Note that the bound $$\mathrm{Tr}(\mathcal E^\dagger \mathcal E) \geq 0$$ is trivial since $$\mathrm{Tr}(\mathcal E^\dagger \mathcal E) = \| \mathcal E \|_2^2$$ is the square of the Schatten 2-norm of $$\mathcal E$$.
The following is slightly simpler if we use the cyclicity of the trace $$\mathrm{Tr}(\mathcal E^\dagger \mathcal E) = \mathrm{Tr}(\mathcal E \mathcal E^\dagger)$$ and consider the superoperator $$\mathcal E \mathcal E^\dagger$$ instead.
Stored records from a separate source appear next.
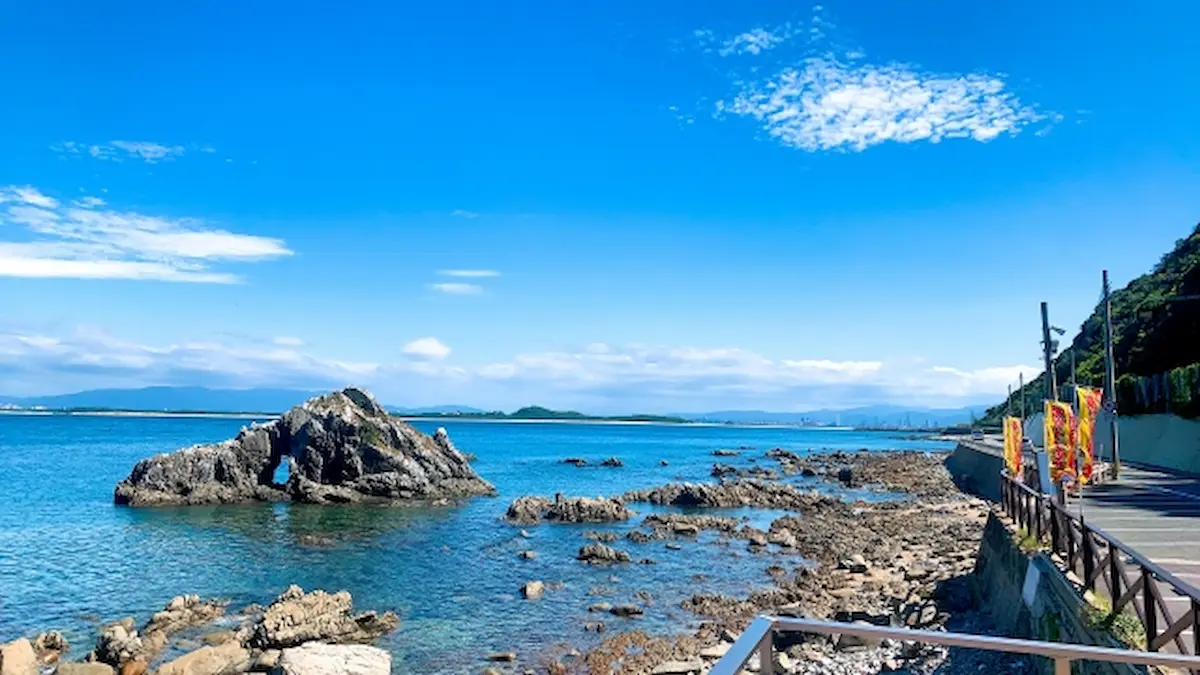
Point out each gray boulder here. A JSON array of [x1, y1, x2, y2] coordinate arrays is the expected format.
[[505, 495, 634, 525], [250, 585, 400, 653], [114, 387, 496, 506], [276, 643, 391, 675]]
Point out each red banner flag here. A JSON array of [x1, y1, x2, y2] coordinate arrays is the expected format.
[[1004, 417, 1025, 476], [1075, 387, 1104, 483], [1045, 401, 1075, 483]]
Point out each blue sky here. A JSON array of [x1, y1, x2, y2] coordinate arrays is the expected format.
[[0, 0, 1200, 411]]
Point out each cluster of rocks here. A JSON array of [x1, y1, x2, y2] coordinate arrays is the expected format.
[[505, 495, 634, 525], [0, 586, 400, 675], [624, 480, 834, 510], [114, 387, 496, 506], [767, 448, 959, 500], [563, 456, 625, 468], [710, 464, 779, 480]]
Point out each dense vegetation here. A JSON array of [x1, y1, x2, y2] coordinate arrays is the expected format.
[[982, 225, 1200, 424], [401, 406, 689, 424]]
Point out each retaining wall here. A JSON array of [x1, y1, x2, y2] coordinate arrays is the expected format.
[[976, 513, 1147, 675]]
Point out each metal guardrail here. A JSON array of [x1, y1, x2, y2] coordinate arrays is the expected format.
[[1001, 473, 1200, 656], [709, 616, 1200, 675]]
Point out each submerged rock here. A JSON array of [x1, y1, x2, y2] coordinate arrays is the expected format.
[[624, 480, 832, 509], [114, 387, 494, 506], [505, 496, 634, 525], [576, 543, 632, 565], [275, 643, 391, 675], [250, 585, 400, 655]]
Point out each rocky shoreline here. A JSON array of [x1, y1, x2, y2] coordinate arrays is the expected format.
[[0, 586, 400, 675], [7, 389, 1025, 675]]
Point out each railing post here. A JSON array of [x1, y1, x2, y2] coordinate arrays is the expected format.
[[1139, 566, 1158, 651], [1192, 598, 1200, 653], [1033, 495, 1043, 545], [758, 631, 775, 675], [1043, 495, 1062, 554], [1079, 516, 1096, 591], [1106, 542, 1121, 600]]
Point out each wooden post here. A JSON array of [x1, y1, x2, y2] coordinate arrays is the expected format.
[[1141, 567, 1158, 651]]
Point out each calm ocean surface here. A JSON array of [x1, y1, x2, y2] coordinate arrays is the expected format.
[[0, 416, 949, 673]]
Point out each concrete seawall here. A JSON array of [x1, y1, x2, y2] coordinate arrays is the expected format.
[[976, 514, 1147, 675]]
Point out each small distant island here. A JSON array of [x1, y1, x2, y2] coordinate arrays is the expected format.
[[394, 406, 694, 424]]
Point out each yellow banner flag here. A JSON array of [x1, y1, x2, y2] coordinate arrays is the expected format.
[[1075, 387, 1104, 483], [1045, 401, 1075, 483], [1004, 417, 1025, 476]]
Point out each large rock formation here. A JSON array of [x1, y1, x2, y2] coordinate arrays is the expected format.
[[114, 387, 494, 506], [250, 586, 400, 649], [504, 495, 634, 525]]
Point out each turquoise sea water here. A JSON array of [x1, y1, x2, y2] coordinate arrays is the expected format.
[[0, 416, 949, 673]]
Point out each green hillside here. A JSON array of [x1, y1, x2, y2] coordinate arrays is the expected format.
[[983, 225, 1200, 424]]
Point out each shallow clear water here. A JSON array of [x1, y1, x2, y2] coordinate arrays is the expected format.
[[0, 416, 948, 673]]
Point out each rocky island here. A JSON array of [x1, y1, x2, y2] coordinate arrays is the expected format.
[[114, 387, 496, 506]]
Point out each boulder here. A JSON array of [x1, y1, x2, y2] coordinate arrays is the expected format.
[[114, 387, 494, 506], [521, 580, 546, 601], [157, 643, 250, 675], [624, 479, 832, 510], [142, 595, 226, 635], [0, 638, 38, 675], [92, 619, 144, 665], [650, 658, 704, 675], [505, 495, 634, 525], [34, 631, 71, 664], [576, 542, 632, 565], [250, 585, 400, 649], [275, 643, 391, 675], [54, 663, 116, 675]]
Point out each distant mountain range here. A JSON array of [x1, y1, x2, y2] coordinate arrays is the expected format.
[[674, 405, 986, 426], [0, 387, 984, 426]]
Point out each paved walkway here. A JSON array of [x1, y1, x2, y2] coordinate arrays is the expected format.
[[1070, 466, 1200, 644]]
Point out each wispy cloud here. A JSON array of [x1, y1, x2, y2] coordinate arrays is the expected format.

To prove the bound $$\mathrm{Tr}(\mathcal E \mathcal E^\dagger) \leq d^2$$, note that the trace is the sum of diagonal entries, say in the Pauli basis $$W_k$$. Thus, we can w.l.o.g. assume that $$\mathcal E \mathcal E^\dagger$$ is diagonal in the Pauli basis. Note that any quantum channel $$\mathcal A$$ which is diagonal in the Pauli basis is automatically unital (since $$\mathcal A^\dagger = \mathcal A$$ and $$\mathcal A$$ is trace-preserving by definition). It is well-known that the spectral norm of unital and trace-preserving quantum channels is $$\|\mathcal A\|_\infty = 1$$ (see e.g. the book by Watrous, Thm. 4.27).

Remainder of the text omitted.